Parla piacentino il film “La Strega di Baratti” di Paolo Saccomano, successo per la premiere

Alla premiere del film “La Strega di Baratti- Connessione di due donne”, tenutasi a Piacenza domenica 19 aprile scorso, non c’era un solo posto libero, ma soprattutto non c’era una persona in sala che non sia stata rapita dalla magia del film. Il quinto lungometraggio del regista cremasco e piacentino d’adozione Gianpaolo Saccomano, ambientato in location suggestive come il golfo di Baratti, Populonia e Piombino oltre che Vigoleno, Castell’Arquato, Bobbio e Piacenza, si distacca nettamente dalla sua precedente produzione, orientata soprattutto sul thriller e sul gotico e sottolinea ancora una volta quanto la cinematografia indipendente possa essere interessante e portatrice di novità e passione nel panorama asfittico del cinema italiano mainstream.

Il film che potrete vedere a Cremona il 26 maggio alle ore 21 presso il Cinema Filo, è la storia di due donne vissute in due epoche molto lontane, con un’unica anima legata dalla medicina alternativa e da una profonda evoluzione spirituale. Un film che parla di connessioni e che ha catturato l’attenzione degli spettatori grazie a una narrazione duale capace di intrecciare due epoche distinte con fluidità e grazia. Il cuore pulsante dell’opera risiede nella ricerca spirituale delle due protagoniste, Lucilla la supposta “strega” vissuta alla fine del Duecento che dovrà affrontare l’Inquisizione e il suo terribile oscurantismo e Ornella, medico dei nostri giorni che attraversa una forte crisi emotiva e sentimentale e che tenta di approcciarsi con una visione quantistica alla cura delle malattie.

Il loro approccio alla medicina — intesa come percorso di guarigione interiore ed evoluzione — diventa il linguaggio universale che abbatte le barriere dei secoli.
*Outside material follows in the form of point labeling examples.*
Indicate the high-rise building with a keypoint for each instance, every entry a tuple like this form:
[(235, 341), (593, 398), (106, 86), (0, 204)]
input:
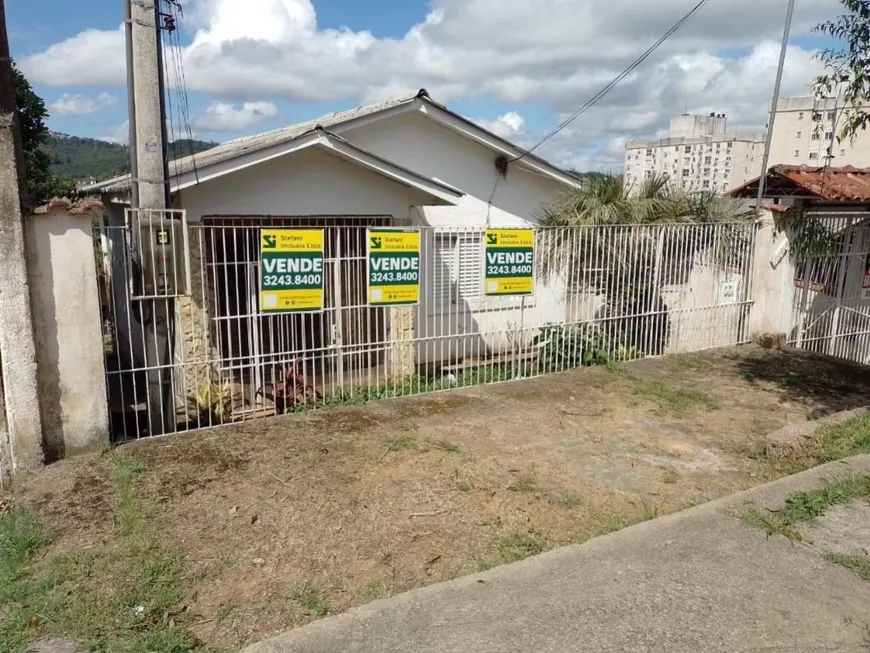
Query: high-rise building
[(805, 133), (698, 154)]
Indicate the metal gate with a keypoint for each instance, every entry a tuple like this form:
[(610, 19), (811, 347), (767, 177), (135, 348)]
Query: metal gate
[(831, 302), (601, 293)]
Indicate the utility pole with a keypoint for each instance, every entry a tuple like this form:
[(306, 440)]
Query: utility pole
[(20, 413), (150, 199), (765, 159)]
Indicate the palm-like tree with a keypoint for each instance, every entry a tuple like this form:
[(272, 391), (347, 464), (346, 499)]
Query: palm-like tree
[(613, 238)]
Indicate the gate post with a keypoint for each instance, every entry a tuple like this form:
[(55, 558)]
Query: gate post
[(70, 352), (772, 280)]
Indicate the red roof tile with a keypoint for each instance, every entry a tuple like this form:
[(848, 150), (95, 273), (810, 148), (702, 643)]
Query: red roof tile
[(845, 184)]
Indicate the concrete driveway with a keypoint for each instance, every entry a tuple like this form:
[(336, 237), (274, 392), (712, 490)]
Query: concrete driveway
[(699, 580)]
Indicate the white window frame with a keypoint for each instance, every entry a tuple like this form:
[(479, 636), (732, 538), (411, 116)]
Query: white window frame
[(457, 300)]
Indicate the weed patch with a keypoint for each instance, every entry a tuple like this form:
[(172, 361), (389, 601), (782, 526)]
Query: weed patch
[(123, 599), (511, 549), (525, 484), (803, 507), (615, 523), (670, 477), (859, 564), (448, 447), (404, 443), (309, 599), (669, 397)]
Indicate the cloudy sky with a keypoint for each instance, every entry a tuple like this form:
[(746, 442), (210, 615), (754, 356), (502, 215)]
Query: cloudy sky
[(516, 66)]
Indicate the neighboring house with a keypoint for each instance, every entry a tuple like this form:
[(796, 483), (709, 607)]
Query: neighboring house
[(827, 221), (698, 154), (409, 161)]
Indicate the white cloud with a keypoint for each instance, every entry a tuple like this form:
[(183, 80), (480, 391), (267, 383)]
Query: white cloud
[(225, 117), (93, 57), (120, 135), (559, 52), (80, 105), (508, 125)]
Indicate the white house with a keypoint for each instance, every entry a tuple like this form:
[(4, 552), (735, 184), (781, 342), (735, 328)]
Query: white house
[(409, 161)]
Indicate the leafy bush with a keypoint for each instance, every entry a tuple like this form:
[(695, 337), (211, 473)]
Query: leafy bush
[(564, 347), (213, 404)]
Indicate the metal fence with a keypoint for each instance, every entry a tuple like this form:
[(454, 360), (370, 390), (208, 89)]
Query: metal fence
[(831, 302), (601, 294)]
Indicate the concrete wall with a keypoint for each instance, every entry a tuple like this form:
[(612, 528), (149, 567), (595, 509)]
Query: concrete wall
[(705, 312), (21, 440), (66, 318)]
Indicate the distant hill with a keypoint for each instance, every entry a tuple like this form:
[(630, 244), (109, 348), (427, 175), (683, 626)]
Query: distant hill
[(85, 159)]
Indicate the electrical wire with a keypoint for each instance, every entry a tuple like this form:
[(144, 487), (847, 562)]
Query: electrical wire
[(625, 73), (178, 12)]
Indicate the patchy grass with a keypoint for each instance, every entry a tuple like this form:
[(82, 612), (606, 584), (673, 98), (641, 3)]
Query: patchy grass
[(690, 364), (404, 443), (803, 507), (563, 499), (829, 443), (859, 564), (525, 484), (309, 599), (511, 549), (125, 599), (672, 398), (447, 447), (230, 522), (670, 477)]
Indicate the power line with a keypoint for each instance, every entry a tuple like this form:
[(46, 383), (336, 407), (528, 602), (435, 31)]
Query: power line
[(625, 73), (183, 93)]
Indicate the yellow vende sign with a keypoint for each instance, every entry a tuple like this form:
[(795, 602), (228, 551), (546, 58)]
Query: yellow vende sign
[(393, 267), (291, 270), (510, 262)]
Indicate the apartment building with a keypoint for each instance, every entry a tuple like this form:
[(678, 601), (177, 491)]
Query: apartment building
[(698, 153), (805, 130)]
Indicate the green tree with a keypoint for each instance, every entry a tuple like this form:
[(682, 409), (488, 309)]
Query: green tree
[(41, 184), (603, 238), (847, 65)]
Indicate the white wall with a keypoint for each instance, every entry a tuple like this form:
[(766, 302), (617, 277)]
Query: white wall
[(311, 182), (793, 142), (478, 324), (705, 312), (69, 339)]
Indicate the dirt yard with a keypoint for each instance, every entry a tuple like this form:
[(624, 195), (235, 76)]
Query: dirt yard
[(281, 521)]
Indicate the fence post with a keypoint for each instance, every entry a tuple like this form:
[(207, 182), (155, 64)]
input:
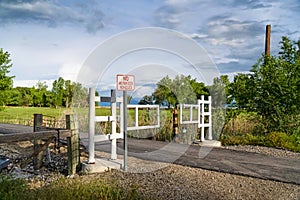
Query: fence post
[(73, 145), (113, 113), (38, 156), (175, 123)]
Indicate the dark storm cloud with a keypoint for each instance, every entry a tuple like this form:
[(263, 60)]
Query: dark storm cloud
[(51, 13), (168, 16), (250, 4)]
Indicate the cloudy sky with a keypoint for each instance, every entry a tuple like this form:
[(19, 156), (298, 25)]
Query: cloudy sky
[(52, 38)]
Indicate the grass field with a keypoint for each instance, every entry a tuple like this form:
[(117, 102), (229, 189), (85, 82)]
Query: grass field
[(24, 115)]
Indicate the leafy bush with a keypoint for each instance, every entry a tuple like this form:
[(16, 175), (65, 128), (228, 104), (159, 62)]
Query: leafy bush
[(274, 139), (12, 188)]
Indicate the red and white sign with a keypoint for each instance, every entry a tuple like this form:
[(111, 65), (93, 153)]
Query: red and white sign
[(125, 82)]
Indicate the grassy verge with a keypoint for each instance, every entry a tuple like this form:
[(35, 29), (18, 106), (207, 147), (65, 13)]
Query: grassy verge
[(65, 188), (273, 139), (24, 115)]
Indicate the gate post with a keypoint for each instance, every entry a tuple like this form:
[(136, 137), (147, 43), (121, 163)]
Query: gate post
[(38, 156), (113, 113), (91, 126), (73, 145)]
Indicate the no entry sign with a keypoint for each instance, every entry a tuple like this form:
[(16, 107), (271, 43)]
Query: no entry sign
[(125, 82)]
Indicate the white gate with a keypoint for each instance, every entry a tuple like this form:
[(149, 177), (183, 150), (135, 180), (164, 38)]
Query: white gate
[(113, 119), (204, 117)]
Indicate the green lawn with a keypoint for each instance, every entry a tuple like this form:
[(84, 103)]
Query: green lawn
[(21, 115)]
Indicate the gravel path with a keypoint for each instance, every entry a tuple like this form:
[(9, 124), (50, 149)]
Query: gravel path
[(178, 182), (171, 181)]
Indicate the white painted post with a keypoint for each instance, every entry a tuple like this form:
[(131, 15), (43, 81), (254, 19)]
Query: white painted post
[(210, 119), (191, 113), (121, 117), (136, 111), (125, 130), (91, 147), (113, 113)]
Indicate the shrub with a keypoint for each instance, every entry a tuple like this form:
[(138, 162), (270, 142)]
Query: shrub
[(12, 188)]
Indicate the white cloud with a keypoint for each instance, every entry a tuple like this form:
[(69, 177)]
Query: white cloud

La regia di Gianpaolo Saccomano e la sceneggiatura avvincente di Laura Groppi e Ornella Righi riescono a trasmettere un senso di continuità spirituale che ha lasciato il pubblico non solo soddisfatto, ma profondamente arricchito. Un’opera coraggiosa che esplora l’invisibile con grande maestria visiva e forza interiore due diversi periodi storici.   Il calore e l’entusiasmo del pubblico a fine proiezione dicono tutto: un successo meritato per un’opera che tocca le corde più profonde del nostro essere. Da vedere assolutamente!